In parallel, we have seen widespread adoption of online channels to conduct more car purchase research, and to place deposits or complete purchases where the functionality is available.  In a BBC interview this morning, Robert Forrester of Vertu reported that they sold 650 cars online last week.  He did not elaborate on the new:used mix or how many were fully completed online, but this volume equates to around 40% of their used car volume, so is clearly significant.  Any shift on this scale presents opportunities to reduce selling costs, through a lower investment in traditional sites and reduced headcount in those locations, whilst boosting investment and headcount in the online channel and central support staff.   Whilst there are some additional challenges around online sales of new cars – primarily competitive pricing and more significant distance selling risk on a new car, the same opportunities exist at the OEM level to strengthen their online presence, generating leads and sales for their networks.

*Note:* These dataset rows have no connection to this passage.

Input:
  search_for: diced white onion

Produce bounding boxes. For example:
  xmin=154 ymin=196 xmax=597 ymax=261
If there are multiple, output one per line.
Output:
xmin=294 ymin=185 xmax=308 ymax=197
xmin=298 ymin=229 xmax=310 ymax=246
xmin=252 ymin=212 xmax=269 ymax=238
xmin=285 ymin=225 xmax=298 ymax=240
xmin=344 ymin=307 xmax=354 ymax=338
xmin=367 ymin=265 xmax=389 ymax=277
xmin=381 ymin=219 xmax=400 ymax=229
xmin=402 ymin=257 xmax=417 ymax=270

Faced with the negative of likely dealer failures, closures and franchise resignations and the positive opportunity of added impetus to online channels potentially reducing network fixed costs, OEMs should not defer network planning as a short term cost cutting measure.  The risks of taking knee-jerk decisions to fill open points as they emerge on a like for like basis, or failing to make adjustments that reinforce and support new buying behaviours, are significant.  By not having the blueprint available providing the framework against which such decisions can be made, structural cost will be retained and a competitive disadvantage locked in.